Todo lo que se dijo sobre Ricardo es tanto que cualquier otra cosa que ahora se diga, o escriba, corre el riesgo de incurrir en un pleonasmo o, en el peor de los casos, en un pretexto para hablar de una época y mentar, de paso, las asignaciones de una generación entera –la de los ‘70–, o hablar de uno mismo. Por lo tanto, trataré en lo posible de no pisar esa trampa, aunque admita que no puedo evitar sus contornos.

Piglia, hombre de izquierda sin militancia activa, vivió enteramente para abordar la narrativa como el campo de batalla de una guerra incesante. Esa guerra consistía, mayormente, en penetrar la naturaleza de la ficción hasta desarticular sus engranajes y volverlos a armar a partir del cedazo –inexorable– de la inteligencia.

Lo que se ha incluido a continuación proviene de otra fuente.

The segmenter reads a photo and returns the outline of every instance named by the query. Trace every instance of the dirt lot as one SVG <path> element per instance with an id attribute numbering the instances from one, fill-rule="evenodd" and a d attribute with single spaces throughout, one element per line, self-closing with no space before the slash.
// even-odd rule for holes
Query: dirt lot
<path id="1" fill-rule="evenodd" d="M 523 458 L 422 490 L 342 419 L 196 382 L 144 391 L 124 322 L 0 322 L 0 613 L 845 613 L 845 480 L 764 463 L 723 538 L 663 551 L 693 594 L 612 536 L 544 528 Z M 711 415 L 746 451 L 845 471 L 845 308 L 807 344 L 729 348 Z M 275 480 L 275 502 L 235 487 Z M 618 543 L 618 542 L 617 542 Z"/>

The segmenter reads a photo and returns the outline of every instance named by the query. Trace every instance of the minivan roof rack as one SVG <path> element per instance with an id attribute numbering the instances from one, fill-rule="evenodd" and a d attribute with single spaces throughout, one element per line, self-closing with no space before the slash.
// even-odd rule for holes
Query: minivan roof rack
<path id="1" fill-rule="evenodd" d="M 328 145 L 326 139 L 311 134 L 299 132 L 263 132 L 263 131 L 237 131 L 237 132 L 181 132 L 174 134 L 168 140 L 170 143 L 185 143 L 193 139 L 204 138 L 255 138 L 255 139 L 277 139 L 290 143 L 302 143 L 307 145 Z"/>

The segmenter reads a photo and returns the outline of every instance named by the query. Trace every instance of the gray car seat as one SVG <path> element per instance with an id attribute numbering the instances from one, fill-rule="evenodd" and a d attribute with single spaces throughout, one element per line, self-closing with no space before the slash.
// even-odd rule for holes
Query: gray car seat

Ignoro si se fue de este mundo con la idea de haberlo logrado. Sé, como sabemos muchos, que aprendió, puso en práctica y enseñó que el arte del lenguaje puede aplicarse, obsesivo, a una sola idea, a un solo personaje, a un solo motivo y volverse una multiplicidad casi inabarcable. Acaso como Borges (no creo que le agradara si me oyera), imaginó que lo universal puede pasar por un único hombre. Nosotros –estoy pisando los bordes peligrosos de la trampa– solíamos llamarlo “el profesor”. Pero así era aunque no lo buscara. Lamborghini, por ejemplo, explicaba a Faulkner matándose de risa; Ricardo lo hacía ladeando la cabeza y frunciendo el ceño, arrastraba un poco las palabras y miraba la superficie de la mesa como si siguiera la huella de un bicho. A veces, muy pocas, nos hemos reído juntos caminando por Corrientes, en esos años la Vía Láctea del “pensamiento” en Buenos Aires. Y sí, caí en la trampa. Lo siento.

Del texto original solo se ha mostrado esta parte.